5)Da oltre quarant’anni, grazie alla tua poliedrica personalità, promuovi le sinergie esistenti tra discipline umanistiche e scientifiche nella professione, nella ricerca e nell’insegnamento. Vorresti parlarmi di questo?
Certo. Provenendo da una scuola d’ingegneria prestigiosa quanto ostica, nell’Università di Padova, ho sentito la necessità di rendere operativo ciò che avevo appreso e di cui sentivo addosso i limiti. E’ ben vero che una solida base teorica rafforza la conoscenza, ma è altrettanto vero che l’ingegno umano si estrinseca attraverso il costruire dell’uomo per l’uomo. Così, approdato a Venezia presso l’altrettanto prestigiosa scuola di architettura, punto di riferimento nazionale ed internazionale, mi sono reso conto di quanto fosse importante trasmettere il sapere costruttivo, attraverso la lettura delle grandi opere architettoniche, mostrando quindi ai miei studenti che i modelli ingegneristici altro non erano che la semplificazione della realtà, per coglierne il valore più profondo.

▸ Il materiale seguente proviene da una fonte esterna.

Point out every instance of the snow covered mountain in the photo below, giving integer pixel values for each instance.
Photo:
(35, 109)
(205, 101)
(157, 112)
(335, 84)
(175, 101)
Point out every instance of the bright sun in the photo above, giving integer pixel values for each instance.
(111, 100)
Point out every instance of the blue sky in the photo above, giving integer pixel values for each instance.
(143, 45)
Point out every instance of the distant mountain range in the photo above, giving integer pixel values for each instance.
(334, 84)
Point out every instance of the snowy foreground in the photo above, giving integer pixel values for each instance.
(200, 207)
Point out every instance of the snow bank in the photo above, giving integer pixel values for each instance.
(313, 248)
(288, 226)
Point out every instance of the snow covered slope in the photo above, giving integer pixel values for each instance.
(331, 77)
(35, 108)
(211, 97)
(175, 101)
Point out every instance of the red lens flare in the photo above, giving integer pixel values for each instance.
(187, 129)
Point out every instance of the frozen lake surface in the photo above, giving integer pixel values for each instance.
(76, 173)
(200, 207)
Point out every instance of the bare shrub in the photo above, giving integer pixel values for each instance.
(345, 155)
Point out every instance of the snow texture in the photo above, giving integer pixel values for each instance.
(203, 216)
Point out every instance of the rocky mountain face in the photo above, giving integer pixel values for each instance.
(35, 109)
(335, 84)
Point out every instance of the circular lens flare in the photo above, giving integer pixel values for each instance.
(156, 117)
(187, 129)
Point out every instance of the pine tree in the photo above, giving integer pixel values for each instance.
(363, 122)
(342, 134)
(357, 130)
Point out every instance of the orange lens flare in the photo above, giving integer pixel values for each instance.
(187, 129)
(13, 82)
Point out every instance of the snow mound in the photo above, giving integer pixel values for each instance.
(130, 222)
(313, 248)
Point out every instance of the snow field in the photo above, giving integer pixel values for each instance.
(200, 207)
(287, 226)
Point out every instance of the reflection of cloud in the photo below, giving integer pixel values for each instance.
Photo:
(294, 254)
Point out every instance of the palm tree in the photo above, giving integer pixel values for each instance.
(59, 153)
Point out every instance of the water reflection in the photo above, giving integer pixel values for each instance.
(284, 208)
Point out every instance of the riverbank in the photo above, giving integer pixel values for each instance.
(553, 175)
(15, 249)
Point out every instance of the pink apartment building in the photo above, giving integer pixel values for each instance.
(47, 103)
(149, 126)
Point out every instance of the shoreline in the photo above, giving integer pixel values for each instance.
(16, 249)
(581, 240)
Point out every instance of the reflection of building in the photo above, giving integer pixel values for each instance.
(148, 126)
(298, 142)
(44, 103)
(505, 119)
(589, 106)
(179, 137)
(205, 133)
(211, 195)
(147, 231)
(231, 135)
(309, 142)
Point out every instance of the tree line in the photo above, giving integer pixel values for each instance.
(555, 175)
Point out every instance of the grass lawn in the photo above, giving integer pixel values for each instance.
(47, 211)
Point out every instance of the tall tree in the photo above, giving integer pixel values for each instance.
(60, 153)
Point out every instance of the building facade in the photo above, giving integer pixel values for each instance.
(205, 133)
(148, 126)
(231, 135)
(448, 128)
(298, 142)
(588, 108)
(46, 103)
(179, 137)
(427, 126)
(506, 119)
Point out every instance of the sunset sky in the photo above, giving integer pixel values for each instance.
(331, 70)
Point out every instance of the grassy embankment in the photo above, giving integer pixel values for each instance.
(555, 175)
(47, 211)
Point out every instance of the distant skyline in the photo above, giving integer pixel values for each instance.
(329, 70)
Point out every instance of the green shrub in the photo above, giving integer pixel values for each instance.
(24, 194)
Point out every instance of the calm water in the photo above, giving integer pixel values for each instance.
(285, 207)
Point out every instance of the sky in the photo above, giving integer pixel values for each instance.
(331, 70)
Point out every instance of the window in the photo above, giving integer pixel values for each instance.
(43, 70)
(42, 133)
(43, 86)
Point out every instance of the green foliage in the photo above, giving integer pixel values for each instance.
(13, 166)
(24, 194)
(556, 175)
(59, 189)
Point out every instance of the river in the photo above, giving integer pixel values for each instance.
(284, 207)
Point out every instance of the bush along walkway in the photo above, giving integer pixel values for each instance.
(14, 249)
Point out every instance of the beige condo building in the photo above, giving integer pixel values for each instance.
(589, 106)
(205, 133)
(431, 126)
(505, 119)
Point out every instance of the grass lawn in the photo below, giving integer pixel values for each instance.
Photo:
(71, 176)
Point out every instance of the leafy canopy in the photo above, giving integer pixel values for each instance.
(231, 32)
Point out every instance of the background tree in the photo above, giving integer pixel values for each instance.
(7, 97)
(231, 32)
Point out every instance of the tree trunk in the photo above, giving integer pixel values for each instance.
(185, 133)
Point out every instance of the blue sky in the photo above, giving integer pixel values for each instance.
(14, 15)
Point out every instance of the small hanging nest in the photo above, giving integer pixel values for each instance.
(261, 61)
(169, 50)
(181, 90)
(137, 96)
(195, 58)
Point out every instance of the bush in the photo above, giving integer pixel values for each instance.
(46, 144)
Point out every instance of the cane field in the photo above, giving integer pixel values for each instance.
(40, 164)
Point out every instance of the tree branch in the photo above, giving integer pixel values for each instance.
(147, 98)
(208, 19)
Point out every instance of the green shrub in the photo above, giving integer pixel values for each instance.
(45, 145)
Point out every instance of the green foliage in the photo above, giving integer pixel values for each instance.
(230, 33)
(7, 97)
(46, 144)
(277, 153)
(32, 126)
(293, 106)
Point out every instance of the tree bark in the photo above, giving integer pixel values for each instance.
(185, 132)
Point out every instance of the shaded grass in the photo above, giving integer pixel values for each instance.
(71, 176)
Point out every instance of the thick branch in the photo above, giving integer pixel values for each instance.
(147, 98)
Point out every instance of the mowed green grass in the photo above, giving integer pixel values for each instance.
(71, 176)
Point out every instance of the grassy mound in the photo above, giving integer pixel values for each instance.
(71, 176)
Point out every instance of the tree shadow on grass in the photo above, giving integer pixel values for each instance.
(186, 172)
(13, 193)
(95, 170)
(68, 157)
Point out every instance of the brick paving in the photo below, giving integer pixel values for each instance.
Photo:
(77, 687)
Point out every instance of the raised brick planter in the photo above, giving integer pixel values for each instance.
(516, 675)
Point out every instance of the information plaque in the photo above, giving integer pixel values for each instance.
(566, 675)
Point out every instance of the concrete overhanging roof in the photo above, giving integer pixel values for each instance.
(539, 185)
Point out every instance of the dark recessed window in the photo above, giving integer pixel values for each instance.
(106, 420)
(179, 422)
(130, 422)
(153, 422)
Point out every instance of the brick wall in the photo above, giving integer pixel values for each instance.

Il successivo passaggio è stato quello di spingermi a far leggere con consapevolezza anche l’organismo cosiddetto “resistente”. Da qui, il binomio architettura-strutture. Infine, attraverso le cose da me realizzate, nelle quali la componente architettonica è intrinseca alla componente strutturale, ho mostrato come sia possibile operare in modo culturalmente elevato, tenendo conto delle due componenti artificiosamente separate nelle università, magistralmente condotte all’unità nel progetto costruito. La ricerca di questa unità porta alla necessaria correlazione tra didattica e professione.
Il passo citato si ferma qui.